“I never thought that these notes would be read by anyone else, and so I included everything that came into my head, however strange or unpleasant”
#92. Things without merit (page 159)
Source : The Pillow Book of Sei Shonagon, translated by Ivan Morris, published Penguin, 1971 (ISBN 0140442367)
Thoughts : A collection of thoughts, memories, impressions, snatches of poetry and gossip written privately by Sei Shonagon, a favoured lady-in-waiting to the Empress Sadako. Unlike a diary, there is no sense of chronology to the notes, which move between seasons and subjects at whim.
I started off enjoying her description of places and people, but the disjointed nature of the entries meant I could only read it in short bursts. As I kept reading, torn between continuing and stopping, I came to enjoy Sei as a person, her dalliances with men, her insecurities, and her overwhelming love and loyalty to the Emperor and Empress, despite her callous attitudes to commoners. She seemed to glory in her insular lifestyle, both physically behind screens and fans, and socially.
It was also an era and lifestyle when the greatest attention to detail led to enjoyment of what we would now consider simple pleasures : plants and flowers, scents, clothes, the weather, music and poetry. In fact, a major part of court life required a knowledge, memory and resourcefulness in applying appropriate lines of famous poems to each and every event or encounter. Sei’s favourable position and others’ high opinion of her had much to do with her abilities in this area.
There would be days of abstinence announced: inauspicious days when the entire Court had to stay indoors and abstain from eating, sexual intercourse and reading letters. The last of these three induced the most discomfort by far. If a young man spent the night with his favourite lady, he was expected to immediately send her a note or poem twisted around a flower laden branch upon arriving back at his house, as a symbol and reassurance of his continued interest.

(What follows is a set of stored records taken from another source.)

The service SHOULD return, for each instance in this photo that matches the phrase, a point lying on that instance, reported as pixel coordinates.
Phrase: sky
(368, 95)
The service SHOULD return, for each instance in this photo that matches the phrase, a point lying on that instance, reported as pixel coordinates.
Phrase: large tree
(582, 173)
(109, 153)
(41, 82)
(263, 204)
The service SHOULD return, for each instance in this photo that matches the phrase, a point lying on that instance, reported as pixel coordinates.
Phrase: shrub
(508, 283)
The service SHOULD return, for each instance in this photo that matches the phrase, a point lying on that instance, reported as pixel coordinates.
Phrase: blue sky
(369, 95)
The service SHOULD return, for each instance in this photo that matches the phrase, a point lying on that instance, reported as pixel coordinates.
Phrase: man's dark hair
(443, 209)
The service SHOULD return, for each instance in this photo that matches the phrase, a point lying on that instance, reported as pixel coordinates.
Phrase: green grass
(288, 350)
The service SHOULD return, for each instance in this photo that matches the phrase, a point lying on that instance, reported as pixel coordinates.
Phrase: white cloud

The Pillow Book was one of a few surviving examples of writing by court ladies (another being the Diary of Lady Murasaki, author of The Tale of Genji). Japanese women of this era were less influenced by Chinese language and words than men, and their writing featured more kana and ‘pure’ Japanese.
“A preacher ought to be good looking. For if we are properly to understand his worthy sentiments, we must keep our eyes on his as he speaks; should we look away, we may forget to listen. Accordingly, an ugly preacher may well be the source of sin” page 53
“I realize that it is very sinful of me, but I cannot help being pleased when someone I dislike has a bad experience” page 218
“One has gone to bed, and is about to doze off when a mosquito appears, announcing himself in a reedy voice. One can actually feel the wind made by his wings, and, slight though it is, one finds it hateful in the extreme” page 46
“When I woke up late at night, the moonlight was pouring in through the window and shining on the bedclothes of all the other people in the room. Its clear white brilliance moved me greatly. It is on such occasions that people write poetry” page 212-213
“When crossing a river in bright moonlight, I love to see the water scatter in showers of crystal under the oxen’s feet” page 200
Personal rating: 5/10
In the years 950-1000:
- Eric the Red discovers Greenland (which is mostly ice) and colonizes it from Iceland (which at the time was heavily forested), 981
- Hugh Capet elected King of France, founding Capetian Dynasty, 987
- Ethelred II pays off the Danes in England, 991
- Polynesians colonize New Zealand, c.1000
At this point we tick over to the next millenium. Only a thousand years to go, give or take. In between reading The Pillow Book entries, I continued creating my reading list of classics, having now reached the 1920s. A current total of 900 titles, of which I have reached #229, therefore 670 more to go. At the rate of one per week, that means another thirteen years at least. Jeepers!